Peccato che ci si dimentichi di dire che, tra i maiali che si stanno ingrossando a dismisura ci siano anche gli Stati Uniti e la Gran Bretagna, dove – non dimentichiamocelo – la crisi finanziaria è partita. Negli Usa la percentuale del debito pubblico sul PIL sta per superare il 90%, come durante la II guerra mondiale (in Italia però – non dimentichiamoci neanche questo – è al 118%).

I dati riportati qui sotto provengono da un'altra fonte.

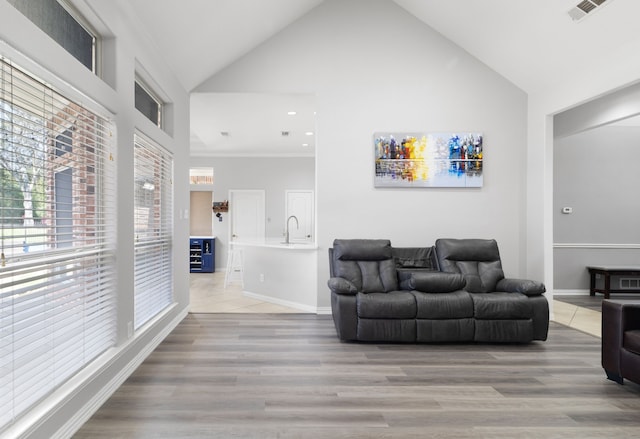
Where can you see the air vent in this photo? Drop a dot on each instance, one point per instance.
(584, 8)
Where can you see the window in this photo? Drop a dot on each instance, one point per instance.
(153, 205)
(57, 295)
(66, 28)
(148, 104)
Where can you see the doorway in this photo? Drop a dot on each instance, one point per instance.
(247, 215)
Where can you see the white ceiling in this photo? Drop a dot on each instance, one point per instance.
(534, 44)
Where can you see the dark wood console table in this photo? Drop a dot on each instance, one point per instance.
(607, 272)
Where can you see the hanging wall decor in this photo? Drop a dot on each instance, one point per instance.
(428, 159)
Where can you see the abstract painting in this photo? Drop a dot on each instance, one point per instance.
(428, 159)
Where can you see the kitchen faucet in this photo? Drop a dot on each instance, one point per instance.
(286, 241)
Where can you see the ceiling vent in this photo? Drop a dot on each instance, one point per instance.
(585, 8)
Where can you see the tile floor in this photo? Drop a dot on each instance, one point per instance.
(208, 295)
(582, 319)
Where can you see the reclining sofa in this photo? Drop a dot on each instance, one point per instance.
(454, 291)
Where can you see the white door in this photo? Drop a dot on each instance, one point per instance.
(246, 208)
(300, 205)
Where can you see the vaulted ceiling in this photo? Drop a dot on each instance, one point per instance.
(533, 44)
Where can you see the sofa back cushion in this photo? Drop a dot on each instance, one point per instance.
(366, 263)
(478, 260)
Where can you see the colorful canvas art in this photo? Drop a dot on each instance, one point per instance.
(428, 159)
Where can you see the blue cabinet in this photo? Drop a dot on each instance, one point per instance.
(202, 252)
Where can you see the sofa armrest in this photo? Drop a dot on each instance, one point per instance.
(524, 286)
(433, 282)
(340, 285)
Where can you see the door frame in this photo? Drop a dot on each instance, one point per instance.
(232, 201)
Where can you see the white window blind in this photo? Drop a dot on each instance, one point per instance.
(153, 174)
(57, 294)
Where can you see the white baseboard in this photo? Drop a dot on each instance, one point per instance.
(88, 410)
(570, 292)
(281, 302)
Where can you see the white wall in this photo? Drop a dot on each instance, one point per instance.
(373, 67)
(274, 175)
(26, 45)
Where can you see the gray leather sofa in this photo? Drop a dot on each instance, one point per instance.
(454, 291)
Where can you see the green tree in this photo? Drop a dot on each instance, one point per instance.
(22, 152)
(11, 200)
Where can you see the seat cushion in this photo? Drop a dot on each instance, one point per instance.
(499, 306)
(455, 305)
(392, 305)
(631, 341)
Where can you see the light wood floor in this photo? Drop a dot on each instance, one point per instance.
(285, 376)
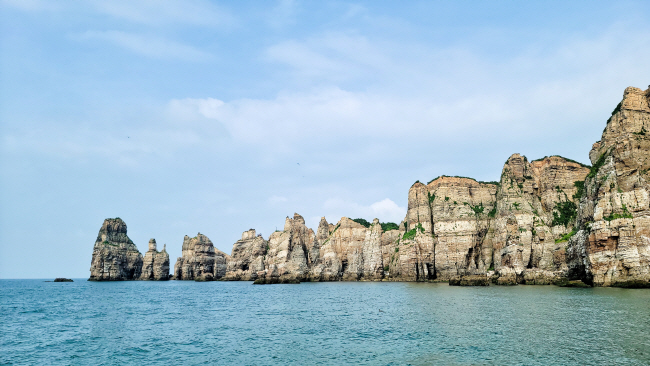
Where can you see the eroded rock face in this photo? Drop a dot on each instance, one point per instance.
(613, 246)
(115, 256)
(287, 256)
(200, 260)
(155, 264)
(247, 257)
(527, 225)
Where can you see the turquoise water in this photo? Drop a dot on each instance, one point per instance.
(178, 322)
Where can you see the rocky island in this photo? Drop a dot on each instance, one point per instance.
(547, 221)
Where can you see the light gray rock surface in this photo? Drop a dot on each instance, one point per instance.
(115, 256)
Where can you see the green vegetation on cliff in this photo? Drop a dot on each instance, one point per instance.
(564, 213)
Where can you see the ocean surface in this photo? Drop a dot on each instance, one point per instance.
(365, 323)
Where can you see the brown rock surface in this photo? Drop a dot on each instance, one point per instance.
(247, 257)
(523, 235)
(613, 246)
(200, 260)
(155, 265)
(115, 256)
(287, 255)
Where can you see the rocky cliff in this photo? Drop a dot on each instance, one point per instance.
(200, 260)
(612, 246)
(115, 257)
(545, 221)
(155, 265)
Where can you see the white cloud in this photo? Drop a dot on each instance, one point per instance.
(283, 14)
(162, 12)
(150, 46)
(31, 5)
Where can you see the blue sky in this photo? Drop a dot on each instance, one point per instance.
(188, 116)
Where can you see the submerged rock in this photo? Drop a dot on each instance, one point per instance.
(275, 280)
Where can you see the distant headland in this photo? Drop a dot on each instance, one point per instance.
(547, 221)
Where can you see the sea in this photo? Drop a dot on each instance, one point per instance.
(331, 323)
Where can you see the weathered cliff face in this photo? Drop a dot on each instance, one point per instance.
(544, 221)
(348, 252)
(247, 257)
(155, 265)
(200, 260)
(287, 256)
(613, 246)
(535, 208)
(115, 256)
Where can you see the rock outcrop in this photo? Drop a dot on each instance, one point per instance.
(200, 260)
(247, 257)
(287, 255)
(551, 220)
(612, 247)
(115, 256)
(155, 265)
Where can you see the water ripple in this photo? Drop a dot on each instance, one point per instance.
(147, 323)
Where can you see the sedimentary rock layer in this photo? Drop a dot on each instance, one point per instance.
(612, 247)
(200, 260)
(552, 220)
(115, 257)
(155, 265)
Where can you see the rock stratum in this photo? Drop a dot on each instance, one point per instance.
(547, 221)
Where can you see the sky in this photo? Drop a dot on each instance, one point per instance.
(220, 116)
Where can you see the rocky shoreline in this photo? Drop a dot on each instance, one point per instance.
(548, 221)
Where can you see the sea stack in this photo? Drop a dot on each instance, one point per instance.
(612, 247)
(115, 256)
(155, 264)
(200, 260)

Alan Greenspan, ex governatore della Federal Reserve, ha dichiarato recentemente a Bloomberg che i titoli di stato (treasury bonds), con i quali gli Stati Uniti finanziano il loro esorbitante debito pubblico, saranno presto “poco graditi” nei mercati dei capitali, “perché il governo federale non ha un piano realistico per tagliare la spesa e ridurre il debito”. “Per gli USA sarà una spiacevole sorpresa, perché nessuno si aspetta una reazione negativa dei mercati nel brevissimo periodo”.
La crisi del debito è sistemica e coinvolge buona parte dei paesi occidentali, non solo i “PIGS“. Porterà presto, come ha osservato Mohamed El Erian, direttore di Pimco (il più grande investitore mondiale in titoli di stato), a una ridefinizione del rapporto tra paesi “avanzati” e paesi “emergenti”, perché, grazie alla crescita e ai surplus di bilancio, un numero sempre maggiore di paesi emergenti (Cina, India, Brasile) avrà prospettive più rosee rispetto ai paesi cosiddetti “avanzati”, ancorati a terra da un debito pesantissimo.
Per “perdere peso” i paesi occidentali non avranno scelta: dovranno aumentare le tasse e tagliare drasticamente la spesa pubblica, sperando che nel frattempo l’economia cresca. In una situazione del genere puntare il dito sui P.I.G.S., come stanno facendo gli investitori anglosassoni in questi giorni, è come sparare sulla croce rossa. A farne le spese, come sempre, sono i cittadini che pagano le tasse: dopo aver salvato le banche, si sono accorti da tempo di avere i maiali in casa. Anche se tutti cercano di convincerli che sono solo teneri orsetti di pelouche.